Over the past year, a lot of people have asked me if I watched Orange is the New Black. The answer has been no, because I just didn’t want to watch it. I was afraid that life in jail and prison would be Hollywood-ified.
After a conversation with my friend Katie, I decided to give it a try. I was crying in the first few minutes of the first episode. At first I wasn’t really sure why. Maybe it was some of the familiar faces. Maybe it was the fact that the main character got to have a “last supper” when most women have no time to prepare or say goodbye when they get booked. Maybe it was the reality that any of us could be in someone else’s shoes. Maybe it was the compassion of the main character’s fiancé.
It’s a hard show to watch. It’s hard for me because I see all of my girls’ faces in the faces of the cast of characters. It’s hard because there are some scenes that I just don’t want to see. What I love about the show is the focus on the women’s stories. No one on the show is portrayed as an insane, mindless criminal. Even the most hardened, crazy-eyed criminals have a story, and the show does a beautiful job of portraying that.
While I am watching the show, I am noting the similarities and the differences between the show and reality. Here is what I have noticed so far:
- There is no such thing as “taking a cup of tea out to the rec yard and reading a book under a tree.” In the jail I visit, there is no rec yard. There is no hot tea. And there is definitely no freedom to roam around anywhere.
- There is such a thing as “SHU”. It’s solitary confinement. And it happens a lot.
- There is no privacy. No doors on the bathroom stalls. No walls to hide behind.

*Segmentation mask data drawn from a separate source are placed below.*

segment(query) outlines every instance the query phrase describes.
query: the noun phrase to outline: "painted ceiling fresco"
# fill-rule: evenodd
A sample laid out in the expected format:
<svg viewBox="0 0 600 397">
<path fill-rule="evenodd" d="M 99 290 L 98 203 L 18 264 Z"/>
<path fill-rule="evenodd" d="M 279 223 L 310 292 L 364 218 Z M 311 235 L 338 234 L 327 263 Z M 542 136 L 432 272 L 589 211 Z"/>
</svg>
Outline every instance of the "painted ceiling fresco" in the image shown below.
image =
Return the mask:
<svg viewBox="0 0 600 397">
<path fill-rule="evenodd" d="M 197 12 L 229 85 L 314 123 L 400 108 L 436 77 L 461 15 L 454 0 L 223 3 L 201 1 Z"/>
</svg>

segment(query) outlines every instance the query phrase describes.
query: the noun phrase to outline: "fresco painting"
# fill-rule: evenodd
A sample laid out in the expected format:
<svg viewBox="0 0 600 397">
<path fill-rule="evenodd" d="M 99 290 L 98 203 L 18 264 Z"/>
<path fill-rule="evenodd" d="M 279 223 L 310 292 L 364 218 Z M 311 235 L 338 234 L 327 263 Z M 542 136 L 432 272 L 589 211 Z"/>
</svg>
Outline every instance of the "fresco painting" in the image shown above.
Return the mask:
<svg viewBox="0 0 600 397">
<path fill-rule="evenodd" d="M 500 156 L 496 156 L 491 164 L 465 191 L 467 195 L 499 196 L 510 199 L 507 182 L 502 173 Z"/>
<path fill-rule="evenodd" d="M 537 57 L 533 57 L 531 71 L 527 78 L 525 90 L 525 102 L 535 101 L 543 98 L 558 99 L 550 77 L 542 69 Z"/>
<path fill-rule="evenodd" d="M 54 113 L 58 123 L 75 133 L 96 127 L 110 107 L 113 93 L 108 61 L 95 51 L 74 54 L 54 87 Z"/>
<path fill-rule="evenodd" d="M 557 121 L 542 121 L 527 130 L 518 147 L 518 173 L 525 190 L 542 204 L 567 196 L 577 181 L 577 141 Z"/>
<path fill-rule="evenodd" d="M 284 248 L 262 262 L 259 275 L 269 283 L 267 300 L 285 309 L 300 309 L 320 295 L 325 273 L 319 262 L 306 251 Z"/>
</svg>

No closets to go in. The women I visit eat, sleep, shower, and relieve themselves in one large, open room with an officer watching their every move.
- Shakedowns happen all the time. There isn’t much space to receive or maintain contraband. I have seen beds torn apart, women searched from head to toe, and belongs be tossed around.
- There are actually good correction’s officers. There are also bad ones. There are officers who believe that inmates aren’t people. But there are also officers to encourage the women, treat them with dignity, and do their jobs well.
- It’s true that “women fight with gossip and rumors”. That is a line from one of the first episodes during the first season. I spend a significant time of church services helping the women express and navigate conflict, rather than talking behind each other’s backs and using information about each other’s cases against each other.
- Birthdays are either a really big deal, or totally ignored, depending on the person.
- Anything “altered to serve a purpose other than its original intention” is contraband. Earlier this year, a girl made me a beautiful rose bouquet out of toilet paper. I could not take them because she took something meant for cleaning up human dung and turned it into something beautiful. So we left the roses in the room where we have service and they are still there for our enjoyment.
- Everything is caught on camera. EVERYTHING.
- Detox is real. And it’s scary. Very scary.
- Visitation in the jail here means no contact whatsoever. The girls I work with sit at an old computer monitor while their friends, family members, and significant others are about 3 blocks away in a separate building and their image and voices are transmitted to the inmate. The only personal contact they have is with attorneys, child services, and faith-based organizations.
- The only thing scarier than getting out of jail or prison is getting out. Most inmates leave with debt. They pay to stay in jail, to eat each meal, to get a toothbrush. That is why recidivism (repeat incarcerations) are so high. The only truth most inmates are walking out to is their pimp, their dealer, a new mound of debt, and hopelessness.
- I’ve never seen an orange jumpsuit. Or khaki. The ladies I work with wear blue, or “blues”.
What I love are the moments where the show pauses for “moments”. When the characters express vulnerability, open up to each other, or experience tremendous pain, it is not only acknowledged but celebrated. Moments are real, inside of jail or prison and outside. The difference is, the incarcerated have nothing but time on their hands. They tend to stop when something big happens, even if it seems small.
While some watch this show for entertainment, I hope it brings awareness to the very real problem that is the American system of punishment. The country of Portugal has cut addiction rates in half by decriminalizing drugs, and using the money previously spent on incarcerating drug criminals to connect them with community, jobs, and housing. For more information, please read this article or watch Johann Hari’s TedTalk. Hari truthfully professes that “the opposite of addiction isn’t sobriety. It’s connection.”
When I write about my time in the jail, my hope is to encourage others to serve in the jails and prisons to help with this problem. My hope is to demystify, to debunk myths and rumors, and to encourage others to get involved rather than stand on the sidelines. If we want to see things change around us, we are going to need to be a part of that.